Unfortunately the offending portion of code is buried quite deep into
templated code, so it is a bit difficult for me to reduce the test
case to a minimum. However, some background may be helpful in
isolating the possible causes. That portion of the code is
conceptually quite simple. It is a polynomial multiplication routine,
which deals with two vectors of coefficients (in the specific case,
double-precision coefficients) and two vectors of long ints
representing the exponents (it's a kind of sparse representation of
two univariate polynomials).

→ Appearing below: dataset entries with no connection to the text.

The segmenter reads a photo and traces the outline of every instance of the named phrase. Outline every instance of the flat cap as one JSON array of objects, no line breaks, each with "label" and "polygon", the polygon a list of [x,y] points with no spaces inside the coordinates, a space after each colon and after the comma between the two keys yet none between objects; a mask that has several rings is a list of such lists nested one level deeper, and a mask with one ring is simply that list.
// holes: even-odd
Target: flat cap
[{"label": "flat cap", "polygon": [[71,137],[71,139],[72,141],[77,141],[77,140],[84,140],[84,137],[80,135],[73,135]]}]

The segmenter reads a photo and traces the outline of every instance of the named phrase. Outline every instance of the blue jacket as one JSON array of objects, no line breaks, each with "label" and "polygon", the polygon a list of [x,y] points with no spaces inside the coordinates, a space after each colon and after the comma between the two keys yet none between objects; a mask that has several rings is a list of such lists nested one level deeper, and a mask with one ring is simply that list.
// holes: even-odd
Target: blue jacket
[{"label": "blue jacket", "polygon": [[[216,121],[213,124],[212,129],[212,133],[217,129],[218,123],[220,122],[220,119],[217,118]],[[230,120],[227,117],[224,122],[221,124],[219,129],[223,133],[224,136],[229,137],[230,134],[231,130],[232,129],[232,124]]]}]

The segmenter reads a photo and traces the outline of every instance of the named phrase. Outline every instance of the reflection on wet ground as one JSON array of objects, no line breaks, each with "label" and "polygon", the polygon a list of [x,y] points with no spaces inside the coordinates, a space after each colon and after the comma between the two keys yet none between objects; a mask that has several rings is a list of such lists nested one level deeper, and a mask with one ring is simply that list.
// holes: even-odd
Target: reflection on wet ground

The coefficients are multiplied
one-by-one and the corresponding exponents are added one-by-one so
that the resulting integers indicate the positions of the results of
coefficient multiplication in a third coefficient vector (which
represents the result of the multiplication). In order to achieve best
performance, cache-blocking is employed in order to promote spatial
and temporal locality.

Since this portion of the code is quite critical, I've been
consistently trying to make sure the performance was always optimal.
In fact, when the code is as fast as expected, the processor is fully
utilizing its computing power, averaging around 4-5 clock cycles per
coefficient multiplication on the three different Core2 processors
I've tested the code with. This performance figure has been maintained
consistently for at least one year throughout various releases of GCC,
until this problem arose.

I've tried playing around a bit with the optimizations and with the
-falign* switches,
but I could not identify any concrete lead. The only maybe relevant
clue is that the
problem can be mitigated a bit by choosing -Os optimization level
instead of -O2. To my non-expert eyes this would seem like a case of
missed optimization (which maybe is triggered back by the print to
screen?), but at this point I am really at loss. I would like to open
a bug report, but first I wanted to understand if there is something
that I'm completely missing.

Any help or comment would be really appreciated!

Thanks,

 Francesco.

PS: if you reply, please CC me, as I'm not subscribed to the list.